[Rd] Re: [R] Do environments make copies?

From: Nawaaz Ahmed <nawaaz_at_inktomi.com>
Date: Sun 27 Feb 2005 - 01:23:12 EST

Hi Folks,
Thanks for all your replies and input. In particular, thanks Luke, for explaining what is happening under the covers. In retrospect, my example   using save and load to demonstrate the problem I was having was a mistake - I was trying to reproduce the problem I was having in a simple enough way and I thought save and load were showing the same problem (i.e. an extra copy was being made).
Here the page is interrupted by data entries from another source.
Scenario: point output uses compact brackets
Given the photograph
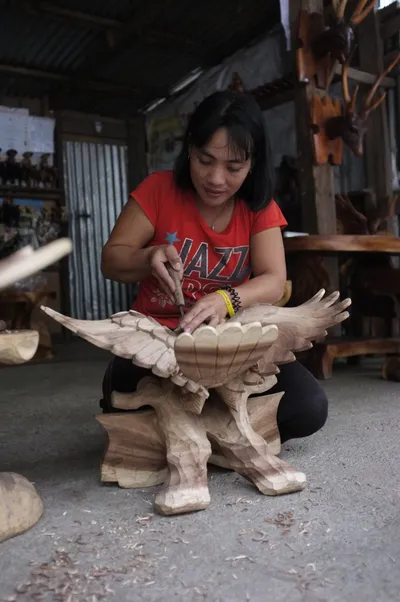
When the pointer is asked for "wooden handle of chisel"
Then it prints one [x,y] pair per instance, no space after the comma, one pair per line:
[179,300]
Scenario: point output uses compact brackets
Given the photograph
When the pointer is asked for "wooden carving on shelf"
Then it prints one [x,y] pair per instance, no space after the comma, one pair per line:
[201,397]
[352,125]
[320,47]
[326,149]
[20,505]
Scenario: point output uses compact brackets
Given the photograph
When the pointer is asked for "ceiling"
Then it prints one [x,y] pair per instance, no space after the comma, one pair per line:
[116,58]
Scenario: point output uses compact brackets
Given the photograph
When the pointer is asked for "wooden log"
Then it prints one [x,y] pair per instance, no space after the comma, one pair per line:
[18,346]
[391,369]
[136,454]
[20,505]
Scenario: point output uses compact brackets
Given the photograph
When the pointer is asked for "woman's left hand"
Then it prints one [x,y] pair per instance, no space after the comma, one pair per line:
[210,309]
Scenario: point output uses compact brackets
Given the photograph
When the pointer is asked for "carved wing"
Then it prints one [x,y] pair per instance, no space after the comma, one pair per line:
[130,335]
[297,327]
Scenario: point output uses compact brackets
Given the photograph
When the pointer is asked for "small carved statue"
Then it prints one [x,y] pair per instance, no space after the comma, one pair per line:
[338,39]
[227,364]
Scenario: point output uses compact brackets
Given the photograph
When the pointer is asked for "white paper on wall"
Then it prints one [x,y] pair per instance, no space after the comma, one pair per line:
[13,131]
[40,135]
[285,20]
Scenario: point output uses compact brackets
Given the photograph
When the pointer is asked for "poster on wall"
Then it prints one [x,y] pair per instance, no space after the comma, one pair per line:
[164,136]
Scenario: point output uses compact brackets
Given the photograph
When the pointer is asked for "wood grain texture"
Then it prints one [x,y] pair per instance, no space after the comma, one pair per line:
[136,453]
[20,505]
[18,346]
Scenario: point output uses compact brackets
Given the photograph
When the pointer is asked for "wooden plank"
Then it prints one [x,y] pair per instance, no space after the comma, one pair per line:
[363,77]
[137,151]
[377,155]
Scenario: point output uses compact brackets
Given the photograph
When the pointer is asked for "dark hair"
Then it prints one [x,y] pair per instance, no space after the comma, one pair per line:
[240,114]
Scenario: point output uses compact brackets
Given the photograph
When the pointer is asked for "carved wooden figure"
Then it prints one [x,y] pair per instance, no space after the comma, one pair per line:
[201,396]
[352,125]
[20,505]
[323,109]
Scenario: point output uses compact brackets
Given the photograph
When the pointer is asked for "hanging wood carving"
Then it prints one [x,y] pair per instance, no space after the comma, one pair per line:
[326,149]
[320,46]
[311,25]
[351,126]
[234,360]
[20,504]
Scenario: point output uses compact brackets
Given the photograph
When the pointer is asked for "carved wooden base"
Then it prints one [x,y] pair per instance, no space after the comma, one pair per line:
[18,346]
[20,505]
[321,357]
[172,445]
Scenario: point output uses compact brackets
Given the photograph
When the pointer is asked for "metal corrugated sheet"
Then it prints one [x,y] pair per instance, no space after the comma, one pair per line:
[172,39]
[96,190]
[112,10]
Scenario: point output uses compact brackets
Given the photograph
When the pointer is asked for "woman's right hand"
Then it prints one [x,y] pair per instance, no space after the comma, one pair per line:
[159,256]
After carefully examining my gc() traces,
I've come to realize that while there are copies being made, there is nothing unexpected about it - the failure to allocate memory is really because R is hitting the 3GB address limit imposed by my linux box during processing. So as Luke suggests, maybe 32 bits is not the right platform for handling large data in R.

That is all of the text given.